XPath

XPath is a query language for locating nodes and fragments in XML trees. It is very similar to XPointers.

XPath provides a common syntax for functionality shared by XPointer and XSLT.

Location paths

A location path is sequence of location steps. The location steps are seperated by a slash (/).

Location step

A location step looks like

axis::node-test[predicate]

axis

The axis selects a set of nodes that are candidates for the result.

node-test

The node-test examines the candidates and filters them based on node type (element, chardate etc) and names (eg element name, attribute name).

predicate

The predicate causes a further filtration.

Available axes

/

In an XPath expression / denotes the root of the document tree.

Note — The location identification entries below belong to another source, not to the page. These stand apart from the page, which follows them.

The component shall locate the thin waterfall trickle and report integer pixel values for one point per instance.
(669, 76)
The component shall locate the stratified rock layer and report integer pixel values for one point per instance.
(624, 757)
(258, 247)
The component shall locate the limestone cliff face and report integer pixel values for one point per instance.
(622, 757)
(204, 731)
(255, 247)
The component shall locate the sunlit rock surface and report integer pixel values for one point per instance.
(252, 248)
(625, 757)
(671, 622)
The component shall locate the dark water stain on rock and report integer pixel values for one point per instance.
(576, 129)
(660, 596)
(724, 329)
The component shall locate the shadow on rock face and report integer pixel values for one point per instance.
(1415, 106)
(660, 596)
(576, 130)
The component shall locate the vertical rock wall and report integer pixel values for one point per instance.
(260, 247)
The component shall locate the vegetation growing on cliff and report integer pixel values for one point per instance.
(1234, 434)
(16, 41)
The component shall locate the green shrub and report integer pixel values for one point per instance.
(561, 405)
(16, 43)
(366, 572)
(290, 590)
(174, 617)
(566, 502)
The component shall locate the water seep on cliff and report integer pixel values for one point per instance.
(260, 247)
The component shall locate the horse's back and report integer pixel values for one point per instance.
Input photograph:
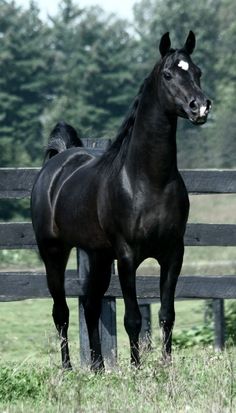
(48, 184)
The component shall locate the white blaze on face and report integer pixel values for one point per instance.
(203, 110)
(184, 65)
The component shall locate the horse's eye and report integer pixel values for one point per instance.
(167, 75)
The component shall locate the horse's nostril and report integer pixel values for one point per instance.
(193, 105)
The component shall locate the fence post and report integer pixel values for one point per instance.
(107, 324)
(219, 323)
(145, 333)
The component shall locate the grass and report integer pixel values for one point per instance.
(196, 381)
(28, 332)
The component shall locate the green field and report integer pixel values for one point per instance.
(198, 380)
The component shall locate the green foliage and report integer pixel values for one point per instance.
(19, 383)
(85, 66)
(196, 336)
(191, 382)
(203, 334)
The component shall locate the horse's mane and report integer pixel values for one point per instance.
(115, 154)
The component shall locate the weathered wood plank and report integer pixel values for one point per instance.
(19, 235)
(20, 286)
(204, 181)
(18, 182)
(107, 324)
(210, 234)
(219, 323)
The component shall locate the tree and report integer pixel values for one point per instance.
(94, 62)
(23, 83)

The slash is also used as a path separator to identify the children node of any given node. Consider the following document:

<a>
  <b><x>one</x></b>
  <c><x>two</x></c>
  <d><x>three</x></d>
</a>

Given this document, the following expression

/a/c/x

returns

<x>two</x>

child::

Returns the children of the context node.

Can be abbreviated by leaving child:: entirly out. That is, the child is the default axis.

descendant::

All descendants, not only children, but also the children's children and so on.

parent::

The parent, or null if document root.

ancestor::

The parent as well as the parent's parent, as well as the parent's parent's parent ....

following-sibling::

Brothers and sisters to the right.

preceding-siblings::

Brothers and sisters to the left.

following::

All following nodes in the document minus descendants.

preceding::

All previous nodes in the document minus ancestors.

attribute::

<a>
  <b x="1">one</b>
  <c x="2">two</c>
</a>'

Given the preceeding document, the following XPath expression will return 2:

/A/C/attribute::X

Given the same document, attribute:: can also be specified as predicate:

/a/*[attribute::x=2]

It will return:

<c x="2">two</c>

attribute:: can be abbreviated with the @ symbol.

namespace::

self::

Returns itself...

descendant-or-self::

descendents plus self.

Consider the following document:

<a>
  <x>one</x>
  <b><x>two</x></b>
  <c><d><x>three</x></d></c>
  <e><f><g><x>four</x></g></f></e>
  <e><f><g><x><!-- some comment --><z>five</z></x></g></f></e>
</a>

Given the document above, the following XPath expression

/a/descendant-or-self::x

returns

<x>one</x>
<x>two</x>
<x>three</x>
<x>four</x>
<x>
  <!-- some comment -->
  <z>five</z>
</x>

ancestor-or-self::

ancestors plus self.

Node Tests

text(), comment(), text() and text() test the node's type.

text()

Text nodes.

comment()

Comment nodes.

processing-instruction

processing instructions.

node()

All nodes except attributes and namespace declarations.

name

Tests for the name.

*

The star is a wildcard that matches any, but exactly one, child node.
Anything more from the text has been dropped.